In the feature discrimination task (FDT), participants are presented with a short, written description of a problem-oriented scenario. On the basis of this information, they are asked to select a response from four possible options based on their typical response (i.e., “What would be your first response in this situation?”). Having selected a response, participants are presented with a list of features that were incorporated in the scenario and are asked to rate, with reference to the decision, the perceived importance of the features using a 10-point Likert scale (from 1 = Not important at all to 10 = Extremely important). In the FDT, higher cue utilization is associated with greater variance across feature-relevance ratings (Pauley et al., 2009; Weiss & Shanteau, 2003), where participants are more likely to select either Not important at all (1) or Extremely important (10).
For the feature prioritization task (FPT), participants are required to prioritize information to solve a histopathology-related problem. The histopathologists were presented with incomplete, descriptive scenarios (“You are doing routine reporting. As quickly as possible, access the information below that you feel is necessary to decide on your response.”), and were provided a list of 14 information screens (feature cues), varying in relevance and presented randomly in drop-down tabs from which feature-related information could be accessed (e.g., “Clinical impression,” “Low power microscopic image”). Participants with higher cue utilization tend to access the information in a less sequential manner, reflecting their ability to prioritize the information perceived as important to their goal. Meanwhile, participants with lower levels of cue utilization tend to access the submenus in a more sequential manner, accessing features as they are listed (Wiggins & O’Hare, 1995). Higher cue utilization is associated with a lower frequency of pairs of features accessed in sequence, calculated as a proportion of the total frequency of pairs of features accessed during the scenario (Wiggins & O’Hare, 1995; Table 1).
Summary of Five Tasks Within EXPERTise 2.0
Note. EXPERTise = EXPERT Intensive Skills Evaluation; FAT = feature association task; FIT = feature identification task; FDT = feature discrimination task; FPT = feature prioritization task; FRT = feature recognition task.
The test–retest reliability of each of the tasks that comprise EXPERTise 2.0 has been demonstrated in the context of audiology (Watkinson et al., 2018), whereas that of classifications based on performance aggregated across the five tasks has been demonstrated in the context of electrical transmission power control (Loveday, Wiggins, Searle, et al., 2013). The construct validity of the EXPERTise 2.0 classifications has been demonstrated in radiology (Carrigan et al., 2020), transmission and distribution power control (Loveday, Wiggins, Harris, et al., 2013; Sturman et al., 2019), software engineering (Loveday et al., 2014), and aviation (Wiggins, Brouwers, et al., 2014), whereas predictive validity has been demonstrated in audiology (Watkinson et al., 2018).
Diagnostic Performance
Diagnostic performance was assessed using a static image recognition task. The stimuli consisted of one practice and 31 test images from various anatomical locations (e.g., breast, kidney, skin). Each image included five unique multiple-choice responses developed by two subject-matter experts. Four of the images demonstrated pathologies not included in the multiple-choice options, where the correct answer was “none of the above.” The participants were instructed: “As quickly as possible, please select the most correct answer from the options below.” The de-identified images were provided by the subject-matter experts (Figure 2).

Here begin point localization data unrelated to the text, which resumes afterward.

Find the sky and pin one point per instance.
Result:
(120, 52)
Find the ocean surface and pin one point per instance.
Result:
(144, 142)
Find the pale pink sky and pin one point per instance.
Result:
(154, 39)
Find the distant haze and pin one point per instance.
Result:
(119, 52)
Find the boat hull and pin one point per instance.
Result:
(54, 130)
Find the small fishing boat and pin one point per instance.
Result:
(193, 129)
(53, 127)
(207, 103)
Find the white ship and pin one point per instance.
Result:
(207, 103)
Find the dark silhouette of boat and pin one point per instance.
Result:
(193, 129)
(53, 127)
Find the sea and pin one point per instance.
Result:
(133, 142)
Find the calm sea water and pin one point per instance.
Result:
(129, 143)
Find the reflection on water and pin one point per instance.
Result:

Exemplar of an image from the static image recognition stimuli set. Answer = C.
Procedure
The research was conducted in accordance with the American Psychological Association Code of Ethics and was approved by Macquarie University Human Research Ethics Committee (Medical Sciences). Informed consent was obtained from all participants. EXPERTise 2.0 and the static image recognition tasks were counterbalanced across participants. All of the tasks within EXPERTise 2.0 were blocked in a set order, and the scenarios were randomized within task. After completing a series of demographic questions, each task began with a practice trial followed by the EXPERTise 2.0 or static image recognition tasks.
Results
Preliminary Analysis
All statistical analyses were performed using IBM Statistical Software for the Social Sciences (SPSS Version 25). Outliers defined as ±2 SD were removed from the EXPERTise raw data (four participants) leaving 50 participants for the main analysis. As the participants’ raw scores for each of the five EXPERTise 2.0 tasks were on different scales, these were standardized (z scores) and then aggregated across the five tasks. The dependent variable for the image interpretation task was accuracy (% correct).
Nineteen participants completed the study online at their convenience. The study instructions included requests to perform the study on a laptop or desktop (no tablets or cell phones), and at a time when they were least likely to be interrupted. An independent samples t-test was performed and showed no differences in performance between those participants who completed the study in a conference setting or online; t(52) = −.3, p = .77.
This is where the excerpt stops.